Open Access
Heavy silicone oil versus standard silicone oil as vitreous tamponade in inferior PVR (HSO Study): design issues and implications
Author(s) -
Joussen Antonia M.,
Kirchhof Bernd,
Schrage Norbert,
Ocklenburg Christina,
Hilgers RalfDieter
Publication year - 2007
Publication title -
acta ophthalmologica scandinavica
Language(s) - English
Resource type - Journals
eISSN - 1600-0420
pISSN - 1395-3907
DOI - 10.1111/j.1600-0420.2007.00898.x
Subject(s) - medicine , tamponade , proliferative vitreoretinopathy , silicone oil , retinal detachment , visual acuity , ophthalmology , retinal , silicone , randomized controlled trial , retina , surgery , chemistry , physics , organic chemistry , optics , chemical engineering , engineering
Abstract.
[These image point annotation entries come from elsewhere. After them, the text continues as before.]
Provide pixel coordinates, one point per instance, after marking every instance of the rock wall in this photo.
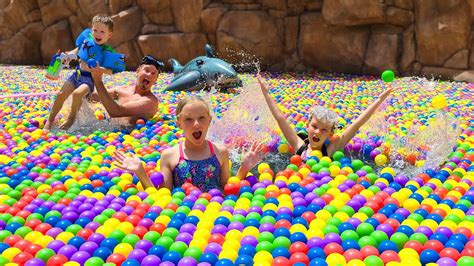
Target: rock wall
(421, 37)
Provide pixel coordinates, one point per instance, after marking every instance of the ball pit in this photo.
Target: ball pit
(63, 202)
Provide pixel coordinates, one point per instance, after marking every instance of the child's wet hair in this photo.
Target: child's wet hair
(104, 19)
(325, 115)
(190, 99)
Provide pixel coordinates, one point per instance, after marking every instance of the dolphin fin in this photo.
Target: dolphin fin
(186, 82)
(177, 67)
(210, 52)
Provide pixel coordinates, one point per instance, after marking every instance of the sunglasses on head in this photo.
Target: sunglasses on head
(150, 60)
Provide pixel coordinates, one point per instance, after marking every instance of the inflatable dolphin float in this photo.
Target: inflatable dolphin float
(201, 72)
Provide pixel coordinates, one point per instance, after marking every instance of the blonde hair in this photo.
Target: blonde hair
(104, 19)
(325, 115)
(190, 99)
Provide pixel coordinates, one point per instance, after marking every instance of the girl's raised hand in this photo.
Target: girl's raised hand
(130, 163)
(263, 87)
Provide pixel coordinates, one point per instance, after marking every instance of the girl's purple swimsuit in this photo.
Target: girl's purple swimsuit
(204, 174)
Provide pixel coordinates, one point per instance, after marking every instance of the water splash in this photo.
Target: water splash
(247, 121)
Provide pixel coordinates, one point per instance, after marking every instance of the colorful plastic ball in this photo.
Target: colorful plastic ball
(388, 76)
(429, 256)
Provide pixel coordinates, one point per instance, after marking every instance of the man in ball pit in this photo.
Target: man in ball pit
(134, 101)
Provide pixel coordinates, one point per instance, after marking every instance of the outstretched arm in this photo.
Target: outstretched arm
(350, 132)
(285, 127)
(138, 107)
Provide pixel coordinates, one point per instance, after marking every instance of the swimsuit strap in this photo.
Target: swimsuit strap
(211, 147)
(181, 153)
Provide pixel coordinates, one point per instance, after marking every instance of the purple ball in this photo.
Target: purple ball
(81, 257)
(213, 248)
(35, 262)
(150, 260)
(89, 247)
(144, 245)
(187, 261)
(137, 254)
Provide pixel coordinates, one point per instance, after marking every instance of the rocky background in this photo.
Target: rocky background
(412, 37)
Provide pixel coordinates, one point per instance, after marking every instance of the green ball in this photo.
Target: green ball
(419, 237)
(388, 76)
(44, 254)
(264, 246)
(94, 261)
(194, 252)
(349, 234)
(379, 236)
(266, 236)
(152, 236)
(373, 261)
(179, 247)
(165, 242)
(171, 233)
(4, 234)
(131, 239)
(281, 241)
(367, 241)
(399, 239)
(117, 235)
(465, 261)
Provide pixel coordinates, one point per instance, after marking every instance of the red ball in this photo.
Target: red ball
(417, 246)
(217, 238)
(231, 189)
(369, 251)
(333, 248)
(280, 261)
(283, 223)
(12, 240)
(140, 231)
(434, 245)
(33, 249)
(22, 257)
(299, 257)
(389, 255)
(116, 258)
(158, 227)
(57, 260)
(298, 247)
(22, 244)
(296, 160)
(450, 253)
(352, 254)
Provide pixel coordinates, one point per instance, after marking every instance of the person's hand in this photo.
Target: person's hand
(263, 87)
(130, 163)
(387, 92)
(251, 157)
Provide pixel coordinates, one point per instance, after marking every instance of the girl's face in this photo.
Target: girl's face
(195, 120)
(101, 33)
(318, 132)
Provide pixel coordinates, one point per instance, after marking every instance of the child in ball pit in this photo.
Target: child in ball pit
(321, 125)
(195, 160)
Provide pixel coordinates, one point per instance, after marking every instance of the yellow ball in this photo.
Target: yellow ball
(9, 253)
(123, 248)
(335, 259)
(439, 101)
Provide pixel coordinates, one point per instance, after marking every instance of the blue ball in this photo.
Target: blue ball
(109, 243)
(157, 250)
(315, 253)
(429, 256)
(102, 253)
(172, 256)
(281, 252)
(244, 260)
(387, 245)
(210, 258)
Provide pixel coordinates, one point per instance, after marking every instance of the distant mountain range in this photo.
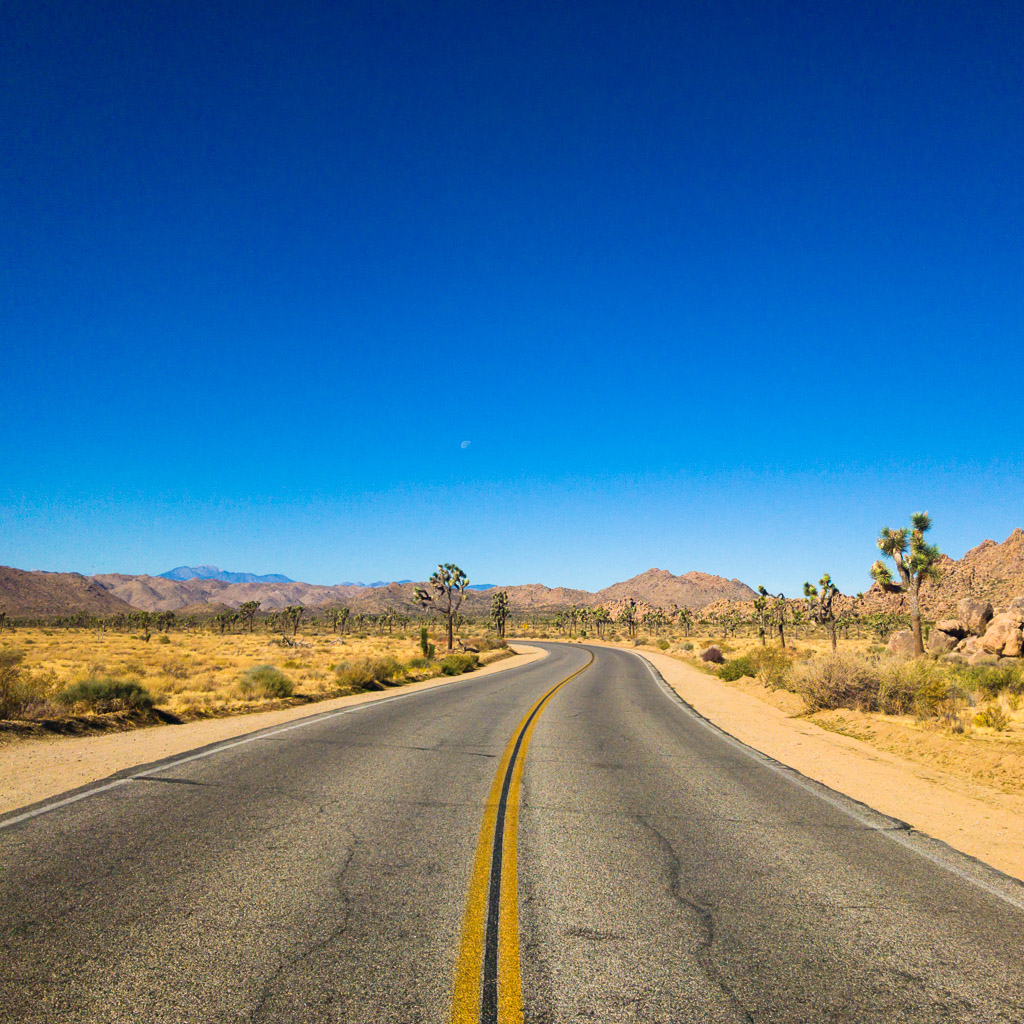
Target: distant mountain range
(206, 589)
(990, 570)
(212, 572)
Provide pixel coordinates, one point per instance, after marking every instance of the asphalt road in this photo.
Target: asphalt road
(665, 873)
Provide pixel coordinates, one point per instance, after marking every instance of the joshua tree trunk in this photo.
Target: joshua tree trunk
(919, 636)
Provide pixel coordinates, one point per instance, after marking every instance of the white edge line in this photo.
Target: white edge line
(217, 749)
(819, 790)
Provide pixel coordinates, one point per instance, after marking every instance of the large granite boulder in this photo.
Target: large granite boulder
(974, 614)
(941, 642)
(901, 643)
(1004, 635)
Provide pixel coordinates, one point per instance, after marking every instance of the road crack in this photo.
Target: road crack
(706, 916)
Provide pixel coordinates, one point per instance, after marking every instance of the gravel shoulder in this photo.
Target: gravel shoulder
(979, 820)
(36, 769)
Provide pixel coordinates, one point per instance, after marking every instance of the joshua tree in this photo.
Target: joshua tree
(819, 604)
(915, 561)
(292, 615)
(450, 585)
(761, 613)
(500, 611)
(248, 611)
(628, 616)
(685, 617)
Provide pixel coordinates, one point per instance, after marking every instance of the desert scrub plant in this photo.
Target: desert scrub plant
(102, 695)
(992, 716)
(265, 681)
(456, 665)
(369, 673)
(991, 680)
(19, 690)
(772, 667)
(736, 668)
(838, 680)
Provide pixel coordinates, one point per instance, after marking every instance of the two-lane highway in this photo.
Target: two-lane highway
(565, 841)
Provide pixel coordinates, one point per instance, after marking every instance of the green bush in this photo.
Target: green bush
(838, 680)
(369, 673)
(772, 667)
(736, 668)
(993, 717)
(992, 680)
(18, 690)
(456, 665)
(265, 681)
(102, 695)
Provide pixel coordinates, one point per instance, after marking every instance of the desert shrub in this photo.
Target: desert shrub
(838, 680)
(993, 716)
(939, 692)
(369, 673)
(456, 665)
(736, 668)
(486, 643)
(772, 667)
(899, 685)
(265, 681)
(105, 694)
(991, 680)
(177, 668)
(18, 690)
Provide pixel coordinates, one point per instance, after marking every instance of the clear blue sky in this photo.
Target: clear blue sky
(714, 286)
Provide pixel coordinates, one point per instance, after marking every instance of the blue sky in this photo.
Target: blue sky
(719, 286)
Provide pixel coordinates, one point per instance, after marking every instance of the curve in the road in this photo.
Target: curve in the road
(487, 983)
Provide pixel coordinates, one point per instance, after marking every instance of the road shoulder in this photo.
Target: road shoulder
(977, 820)
(32, 770)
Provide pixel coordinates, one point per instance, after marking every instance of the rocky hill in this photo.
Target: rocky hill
(990, 571)
(660, 589)
(115, 591)
(30, 594)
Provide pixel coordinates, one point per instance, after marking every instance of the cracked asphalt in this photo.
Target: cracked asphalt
(667, 873)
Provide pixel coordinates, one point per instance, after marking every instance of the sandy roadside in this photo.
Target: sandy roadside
(35, 769)
(976, 819)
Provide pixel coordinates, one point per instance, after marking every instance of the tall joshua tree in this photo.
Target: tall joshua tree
(449, 585)
(500, 611)
(914, 560)
(819, 604)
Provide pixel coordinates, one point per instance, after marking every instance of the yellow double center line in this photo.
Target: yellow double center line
(487, 985)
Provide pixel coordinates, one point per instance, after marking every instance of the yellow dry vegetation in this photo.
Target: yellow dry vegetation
(198, 673)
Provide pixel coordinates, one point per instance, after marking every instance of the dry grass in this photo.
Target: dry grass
(203, 673)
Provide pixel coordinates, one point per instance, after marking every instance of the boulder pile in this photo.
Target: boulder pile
(978, 635)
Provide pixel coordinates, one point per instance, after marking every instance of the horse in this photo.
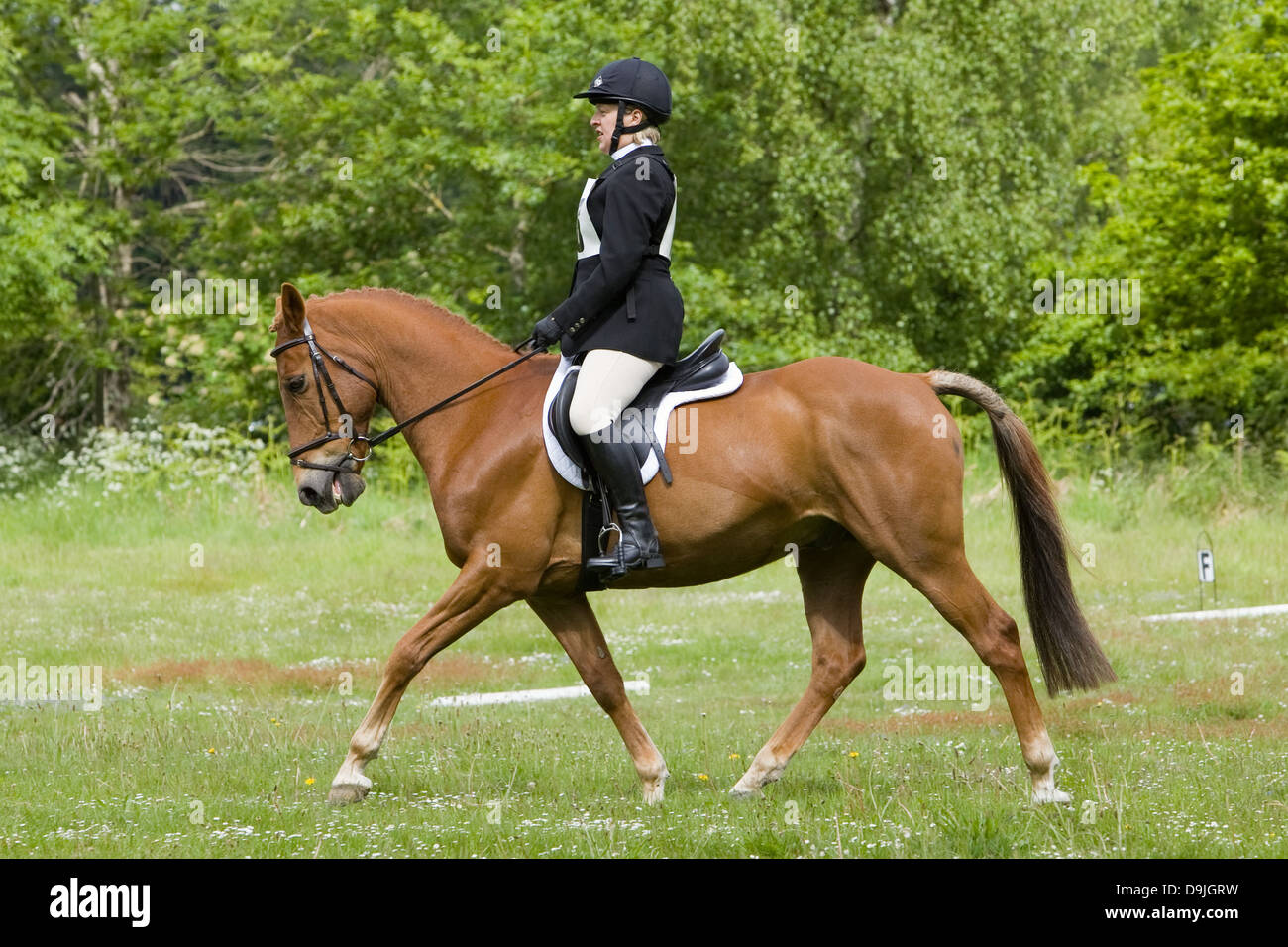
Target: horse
(841, 463)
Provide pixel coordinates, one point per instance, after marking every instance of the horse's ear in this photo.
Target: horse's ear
(290, 312)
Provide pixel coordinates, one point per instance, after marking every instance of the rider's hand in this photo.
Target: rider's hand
(546, 333)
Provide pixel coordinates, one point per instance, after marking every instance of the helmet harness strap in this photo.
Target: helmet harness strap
(617, 133)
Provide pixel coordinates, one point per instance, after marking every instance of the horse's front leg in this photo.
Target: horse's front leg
(472, 598)
(574, 622)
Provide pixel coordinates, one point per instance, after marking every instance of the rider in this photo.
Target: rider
(622, 311)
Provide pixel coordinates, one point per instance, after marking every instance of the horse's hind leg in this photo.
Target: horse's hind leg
(574, 622)
(957, 592)
(832, 585)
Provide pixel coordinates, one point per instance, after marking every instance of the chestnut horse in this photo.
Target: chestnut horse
(850, 463)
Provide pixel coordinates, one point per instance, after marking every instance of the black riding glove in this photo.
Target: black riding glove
(546, 333)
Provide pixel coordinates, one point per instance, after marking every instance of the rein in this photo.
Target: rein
(321, 376)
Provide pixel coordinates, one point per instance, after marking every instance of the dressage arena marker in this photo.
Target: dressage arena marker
(550, 693)
(1219, 613)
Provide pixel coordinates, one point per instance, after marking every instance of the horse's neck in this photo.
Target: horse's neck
(423, 357)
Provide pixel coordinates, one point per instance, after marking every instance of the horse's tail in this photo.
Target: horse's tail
(1070, 657)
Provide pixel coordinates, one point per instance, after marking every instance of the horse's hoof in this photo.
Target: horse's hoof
(1050, 795)
(346, 792)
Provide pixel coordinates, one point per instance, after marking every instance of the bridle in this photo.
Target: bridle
(321, 376)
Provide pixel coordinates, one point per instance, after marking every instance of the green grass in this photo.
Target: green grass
(226, 718)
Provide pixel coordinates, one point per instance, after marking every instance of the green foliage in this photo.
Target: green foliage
(1199, 217)
(883, 183)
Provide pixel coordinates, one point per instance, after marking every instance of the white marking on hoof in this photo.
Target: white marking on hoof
(1050, 793)
(655, 792)
(347, 792)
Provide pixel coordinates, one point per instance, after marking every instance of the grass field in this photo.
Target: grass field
(224, 720)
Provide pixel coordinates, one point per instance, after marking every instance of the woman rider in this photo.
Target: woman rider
(622, 313)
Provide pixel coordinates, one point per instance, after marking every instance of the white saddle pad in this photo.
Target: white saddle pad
(728, 382)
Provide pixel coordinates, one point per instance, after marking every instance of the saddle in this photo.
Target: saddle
(703, 373)
(645, 423)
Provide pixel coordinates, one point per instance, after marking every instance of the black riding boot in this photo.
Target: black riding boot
(617, 466)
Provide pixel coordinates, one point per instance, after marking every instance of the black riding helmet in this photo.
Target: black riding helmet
(636, 82)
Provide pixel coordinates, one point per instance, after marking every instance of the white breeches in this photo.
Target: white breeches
(606, 382)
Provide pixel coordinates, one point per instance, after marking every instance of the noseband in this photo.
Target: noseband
(321, 376)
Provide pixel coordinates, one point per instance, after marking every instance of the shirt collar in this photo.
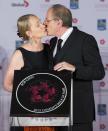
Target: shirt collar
(67, 34)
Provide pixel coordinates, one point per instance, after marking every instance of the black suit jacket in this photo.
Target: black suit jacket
(81, 50)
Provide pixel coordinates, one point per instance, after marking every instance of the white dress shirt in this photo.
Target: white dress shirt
(64, 37)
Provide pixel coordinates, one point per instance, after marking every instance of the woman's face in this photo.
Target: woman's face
(37, 29)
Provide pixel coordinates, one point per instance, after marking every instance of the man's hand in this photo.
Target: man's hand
(64, 66)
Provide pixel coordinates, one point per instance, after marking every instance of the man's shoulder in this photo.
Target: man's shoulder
(81, 32)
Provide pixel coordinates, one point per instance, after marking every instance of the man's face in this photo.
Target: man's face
(51, 23)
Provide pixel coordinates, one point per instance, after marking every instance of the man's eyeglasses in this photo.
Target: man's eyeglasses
(47, 21)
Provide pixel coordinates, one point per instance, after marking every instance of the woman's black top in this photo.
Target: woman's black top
(35, 60)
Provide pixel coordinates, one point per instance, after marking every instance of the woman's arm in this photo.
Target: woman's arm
(16, 63)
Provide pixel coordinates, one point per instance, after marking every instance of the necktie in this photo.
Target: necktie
(59, 46)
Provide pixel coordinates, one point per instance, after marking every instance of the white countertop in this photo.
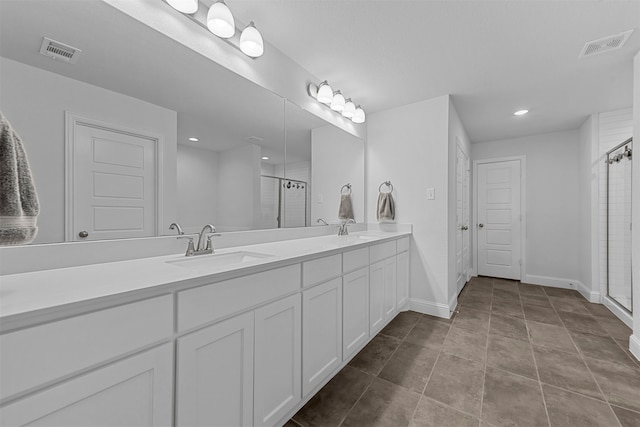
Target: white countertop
(29, 298)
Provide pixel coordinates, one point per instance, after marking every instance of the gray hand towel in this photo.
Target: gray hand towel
(386, 207)
(18, 199)
(345, 211)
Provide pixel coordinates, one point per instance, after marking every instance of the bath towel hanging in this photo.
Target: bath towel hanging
(18, 199)
(345, 211)
(386, 210)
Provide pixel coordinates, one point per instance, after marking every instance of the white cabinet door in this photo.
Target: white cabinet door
(390, 283)
(277, 374)
(215, 375)
(376, 297)
(321, 333)
(137, 391)
(403, 279)
(355, 311)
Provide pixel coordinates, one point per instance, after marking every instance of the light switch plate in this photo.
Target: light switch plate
(431, 193)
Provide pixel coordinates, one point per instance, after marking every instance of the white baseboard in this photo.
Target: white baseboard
(429, 307)
(634, 346)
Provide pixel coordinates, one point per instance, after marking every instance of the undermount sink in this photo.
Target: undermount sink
(218, 260)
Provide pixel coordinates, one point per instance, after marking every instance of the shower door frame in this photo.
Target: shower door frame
(617, 147)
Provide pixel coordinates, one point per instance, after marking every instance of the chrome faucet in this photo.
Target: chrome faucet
(343, 230)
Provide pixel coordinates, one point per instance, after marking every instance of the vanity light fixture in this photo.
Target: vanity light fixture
(336, 101)
(184, 6)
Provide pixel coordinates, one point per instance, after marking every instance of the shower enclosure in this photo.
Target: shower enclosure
(283, 202)
(619, 180)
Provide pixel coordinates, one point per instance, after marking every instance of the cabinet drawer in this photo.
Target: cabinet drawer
(208, 303)
(381, 251)
(320, 270)
(354, 260)
(403, 244)
(35, 356)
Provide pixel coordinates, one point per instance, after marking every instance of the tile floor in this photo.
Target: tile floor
(513, 354)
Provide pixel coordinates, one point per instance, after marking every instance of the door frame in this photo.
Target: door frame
(72, 120)
(523, 215)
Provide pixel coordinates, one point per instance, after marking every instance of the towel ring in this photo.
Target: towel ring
(388, 184)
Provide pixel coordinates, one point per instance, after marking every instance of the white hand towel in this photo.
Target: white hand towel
(19, 206)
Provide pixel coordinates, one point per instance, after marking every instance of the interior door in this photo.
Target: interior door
(499, 219)
(114, 184)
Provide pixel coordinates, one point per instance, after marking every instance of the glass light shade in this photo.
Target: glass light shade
(349, 109)
(337, 102)
(358, 116)
(325, 94)
(184, 6)
(251, 43)
(220, 20)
Purpose: Proliferative vitreoretinopathy (PVR) is the most important reason for blindness following retinal detachment. Presently, vitreous tamponades such as gas or silicone oil cannot contact the lower part of the retina. A heavier‐than‐water tamponade displaces the inflammatory and PVR‐stimulating environment from the inferior area of the retina. The Heavy Silicone Oil versus Standard Silicone Oil Study (HSO Study) is designed to answer the question of whether a heavier‐than‐water tamponade improves the prognosis of eyes with PVR of the lower retina. Methods: The HSO Study is a multicentre, randomized, prospective controlled clinical trial comparing two endotamponades within a two‐arm parallel group design. Patients with inferiorly and posteriorly located PVR are randomized to either heavy silicone oil or standard silicone oil as a tamponading agent. Three hundred and fifty consecutive patients are recruited per group. After intraoperative re‐attachment, patients are randomized to either standard silicone oil (1000 cSt or 5000 cSt) or Densiron ® as a tamponading agent. The main endpoint criteria are complete retinal attachment at 12 months and change of visual acuity (VA) 12 months postoperatively compared with the preoperative VA. Secondary endpoints include complete retinal attachment before endotamponade removal, quality of life analysis and the number of retina affecting re‐operation within 1 year of follow‐up. Results: The design and early recruitment phase of the study are described. Conclusions: The results of this study will uncover whether or not heavy silicone oil improves the prognosis of eyes with PVR.